Les Chroniques de Sire Jean Froissart/Livre I, Partie I/Chapitre CCI

Livre I. — Partie I. [1342]

CHAPITRE CCI.


Comment le sire de Cliçon et messire Hervé de Léon assiégèrent la cité de Vennes.


Pour la perte et la prise de la cité de Vennes fut durement courroucé et ému le pays ; car bien cuidoient que les dessusdits seigneurs et capitaines, qui dedans étoient quand elle fut prise, la dussent défendre et garder un grand temps contre tout le monde ; car elle étoit forte assez et bien pourvue de toute artillerie et d’autres pourvéances, et bien garnie de gens d’armes. Si en étoient pour la mésaventure tous honteux le sire de Cliçon et messire Hervé de Léon ; car aussi les ennemis en parloient vilainement sur leur partie. De quoi lesdits seigneurs ne voulurent mie plenté séjourner, ni eux endormir en la renommée des médisans : ains cueillirent grand’foison de bons compagnons, chevaliers et écuyers de Bretagne ; et prièrent aux capitaines des forteresses qu’ils voulsissent être au jour que ordonné et nommé avoient entre eux, sur champs, à telle quantité de gens qu’ils pourroient. Tous y obéirent de grand’volonté ; et s’émurent tellement toutes manières de gens de Bretagne qu’ils furent sur un jour devant la dite cité de Vennes, plus de douze mille hommes, que Francs[1] que vilains, et tous armés.
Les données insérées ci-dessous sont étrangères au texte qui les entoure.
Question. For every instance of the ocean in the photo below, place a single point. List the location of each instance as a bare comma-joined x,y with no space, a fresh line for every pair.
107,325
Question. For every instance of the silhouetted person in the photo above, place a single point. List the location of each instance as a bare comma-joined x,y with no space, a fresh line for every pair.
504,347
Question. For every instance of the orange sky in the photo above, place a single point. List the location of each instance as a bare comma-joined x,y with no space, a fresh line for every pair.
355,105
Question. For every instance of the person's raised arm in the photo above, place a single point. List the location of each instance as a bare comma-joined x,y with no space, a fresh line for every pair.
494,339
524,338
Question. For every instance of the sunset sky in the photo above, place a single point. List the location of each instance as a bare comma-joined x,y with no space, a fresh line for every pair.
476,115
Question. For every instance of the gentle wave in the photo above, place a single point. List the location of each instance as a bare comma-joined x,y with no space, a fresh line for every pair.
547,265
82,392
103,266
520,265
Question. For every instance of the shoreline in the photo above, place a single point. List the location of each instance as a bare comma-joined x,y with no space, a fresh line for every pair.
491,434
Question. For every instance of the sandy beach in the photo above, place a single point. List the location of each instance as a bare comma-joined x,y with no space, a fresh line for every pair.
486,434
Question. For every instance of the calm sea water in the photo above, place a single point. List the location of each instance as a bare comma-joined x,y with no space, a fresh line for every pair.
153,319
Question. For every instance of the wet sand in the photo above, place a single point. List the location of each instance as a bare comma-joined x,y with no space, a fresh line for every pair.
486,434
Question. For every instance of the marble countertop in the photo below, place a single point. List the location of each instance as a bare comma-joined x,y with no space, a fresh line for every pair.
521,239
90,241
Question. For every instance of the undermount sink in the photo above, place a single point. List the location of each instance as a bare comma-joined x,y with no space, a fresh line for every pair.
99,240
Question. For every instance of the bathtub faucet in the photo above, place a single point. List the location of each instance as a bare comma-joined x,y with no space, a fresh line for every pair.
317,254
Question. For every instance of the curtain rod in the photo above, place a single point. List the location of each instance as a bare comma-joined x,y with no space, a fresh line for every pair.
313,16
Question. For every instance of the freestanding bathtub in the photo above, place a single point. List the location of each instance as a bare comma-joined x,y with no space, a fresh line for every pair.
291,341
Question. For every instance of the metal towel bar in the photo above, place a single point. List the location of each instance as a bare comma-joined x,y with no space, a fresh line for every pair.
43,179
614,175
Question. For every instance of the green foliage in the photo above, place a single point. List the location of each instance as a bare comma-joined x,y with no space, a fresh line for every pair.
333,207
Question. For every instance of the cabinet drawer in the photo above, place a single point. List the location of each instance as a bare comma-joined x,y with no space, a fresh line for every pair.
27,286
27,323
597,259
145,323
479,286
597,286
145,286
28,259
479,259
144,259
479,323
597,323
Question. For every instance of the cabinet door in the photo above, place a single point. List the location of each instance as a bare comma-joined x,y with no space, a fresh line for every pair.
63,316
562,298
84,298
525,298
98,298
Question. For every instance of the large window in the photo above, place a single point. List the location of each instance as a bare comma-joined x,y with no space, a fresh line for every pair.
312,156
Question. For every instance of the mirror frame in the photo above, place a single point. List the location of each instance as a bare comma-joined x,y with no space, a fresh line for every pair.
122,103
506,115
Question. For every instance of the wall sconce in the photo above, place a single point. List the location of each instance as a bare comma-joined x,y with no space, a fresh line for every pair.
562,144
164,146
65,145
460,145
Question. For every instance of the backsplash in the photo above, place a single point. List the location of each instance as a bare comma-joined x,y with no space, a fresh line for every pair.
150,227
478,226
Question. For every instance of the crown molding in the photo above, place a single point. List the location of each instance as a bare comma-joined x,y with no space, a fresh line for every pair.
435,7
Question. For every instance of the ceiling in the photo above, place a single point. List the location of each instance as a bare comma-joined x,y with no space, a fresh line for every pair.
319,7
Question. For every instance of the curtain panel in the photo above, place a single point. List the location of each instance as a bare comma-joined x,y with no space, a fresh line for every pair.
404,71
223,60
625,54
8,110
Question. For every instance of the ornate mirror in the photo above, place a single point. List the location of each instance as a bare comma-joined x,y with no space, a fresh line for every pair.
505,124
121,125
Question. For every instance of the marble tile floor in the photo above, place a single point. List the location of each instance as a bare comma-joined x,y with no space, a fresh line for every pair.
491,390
Et là vint bien étoffé messire Robert de Beaumanoir maréchal de Bretagne ; et assiégèrent la cité de Vennes de tous côtés, et puis la commencèrent fortement à assaillir.

  1. On appelait encore Francs ceux des habitans du pays qui avaient su se conserver indépendans des conquérans. On les appelait Franklins en Angleterre.